En 1976, création de la Société Nationale Elf Aquitaine (SNEA). Les actifs miniers du Groupe sont regroupés dans la SNEA et l’ensemble de ses équipes et moyens techniques dans les secteurs de l’exploration et de la production. L’Erap lui apporte tous ses actifs.
Cette unité permet au Groupe d’accéder à une phase de croissance accélérée et d’atteindre une stature internationale, notamment en s’attaquant avec succès à la conquête de l’Amérique, le plus grand marché du monde.
En 1976, création de la société Antar, filiale d’Elf France à activité purement commerciale, qui distribue les produits pétroliers Antar.
Les marques Elf et Antar restent séparées.

En 1983, la création d’Atochem, la filiale chimie d’Elf, confirme la volonté d’expansion et de maîtrise des différents métiers d’Elf Aquitaine.


De 1983 à la privatisation

Devenir actionnaire d'ElfPar la consolidation de ses positions dans l’industrie pétrolière, à la faveur de ses très nombreuses découvertes, par la réussite de la reconversion de la chimie et du développement de Sanofi, Elf Aquitaine a désormais trois secteurs forts : les hydrocarbures, la chimie et la santé.

En 1988, Elf Aquitaine poursuit son internationalisation avec l’acquisition de RTZ Oil and Gas et de 25 % de Enterprise Oil en Grande-Bretagne.

En 1989, l’acquisition de la société chimique américaine Pennwalt, conforte le développement d’Atochem dans la chimie de performance et lui permet d’atteindre la dimension mondiale.

En 1991, le titre Elf Aquitaine est admis à la cote du New York Stock Exchange.

En 1993, avec la prise de contrôle d’Yves Saint Laurent, Sanofi devient l’un des très grands de la parfumerie de prestige mondiale.

1994 est une nouvelle grande année pour le Groupe et pour Sanofi qui acquiert la pharmacie de Sterling Winthrop et consolide ainsi sa taille internationale dans le pôle santé.

Pour Elf, l’heure est venue de la privatisation.
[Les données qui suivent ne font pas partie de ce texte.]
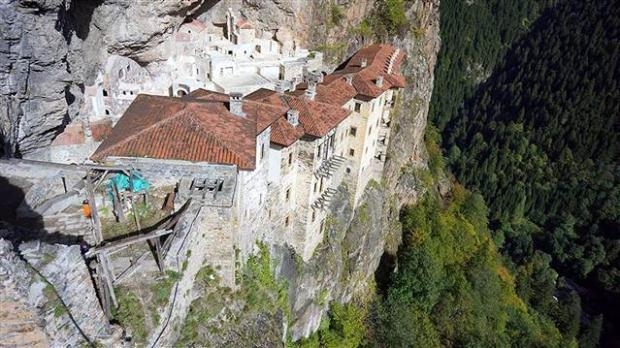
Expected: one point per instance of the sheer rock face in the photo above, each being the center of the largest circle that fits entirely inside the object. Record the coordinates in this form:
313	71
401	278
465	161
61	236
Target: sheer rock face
48	298
50	48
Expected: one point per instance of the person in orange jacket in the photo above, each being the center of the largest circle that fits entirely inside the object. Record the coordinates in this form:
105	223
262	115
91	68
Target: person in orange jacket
86	208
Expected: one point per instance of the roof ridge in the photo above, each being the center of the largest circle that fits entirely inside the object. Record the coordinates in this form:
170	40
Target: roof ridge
224	143
135	135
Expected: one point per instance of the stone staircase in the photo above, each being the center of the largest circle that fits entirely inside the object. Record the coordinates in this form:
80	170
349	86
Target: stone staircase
69	224
393	57
329	166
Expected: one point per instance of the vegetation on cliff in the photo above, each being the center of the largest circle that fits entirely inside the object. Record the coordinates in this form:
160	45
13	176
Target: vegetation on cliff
452	287
539	141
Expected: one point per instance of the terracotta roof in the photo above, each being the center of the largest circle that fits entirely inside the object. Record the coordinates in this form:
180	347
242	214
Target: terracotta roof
243	24
182	129
285	134
203	94
380	58
198	25
316	118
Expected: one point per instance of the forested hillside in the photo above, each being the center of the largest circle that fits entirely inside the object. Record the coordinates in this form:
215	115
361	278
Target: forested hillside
539	140
452	288
475	35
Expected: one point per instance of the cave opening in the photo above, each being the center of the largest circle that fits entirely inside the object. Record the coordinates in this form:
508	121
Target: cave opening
383	273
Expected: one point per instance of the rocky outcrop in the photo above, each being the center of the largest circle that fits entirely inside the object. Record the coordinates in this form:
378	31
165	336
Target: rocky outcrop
48	294
49	49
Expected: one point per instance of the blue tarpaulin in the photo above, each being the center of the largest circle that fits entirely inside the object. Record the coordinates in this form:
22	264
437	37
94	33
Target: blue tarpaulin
121	181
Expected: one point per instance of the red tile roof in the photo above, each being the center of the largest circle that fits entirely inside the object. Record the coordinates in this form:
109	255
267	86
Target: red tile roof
380	58
243	24
316	118
182	129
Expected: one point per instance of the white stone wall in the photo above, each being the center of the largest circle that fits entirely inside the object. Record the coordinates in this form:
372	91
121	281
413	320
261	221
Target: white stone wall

Elle sera effective en 1994 et s’activera en 1996 avec la cession de la participation résiduelle de l’Etat dans le capital de la SNEA.


De la privatisation à la fusion.

1995 : Création de la filiale Elf Aquitaine Gaz.

1996 : L’État sort du capital d’Elf Aquitaine pour ne garder qu’une Golden Share.

1996 : Acquisition par Elf Aquitaine de Findley Adhesives Inc. aux États-Unis et création d’Ato Findley.

1998 : Création de l’Institut Elf et de la filiale Atoglas.

2000 : Fusion de Totalfina avec Elf Aquitaine : naissance de TotalFinaElf.


2000-2003 : le début d’une nouvelle ère.

2000 : Rapprochement de Totalfina et d’Elf Aquitaine :
Naissance de TotalFinaElf, 4e pétrolier mondial.
Objectif : créer un leader pétrolier mondial, un Groupe plus vaste, plus solide, plus compétitif et capable de traiter d’égal à égal avec les géants du secteur.

Thierry Desmarest

Thierry Desmarest,
Président-Directeur général du Groupe en 1995

2003 : TotalFinaElf devient Total. Au terme de deux fusions accomplies, le Groupe manifeste ainsi sa volonté de répondre durablement par l’innovation et l’action aux besoins des hommes en énergies.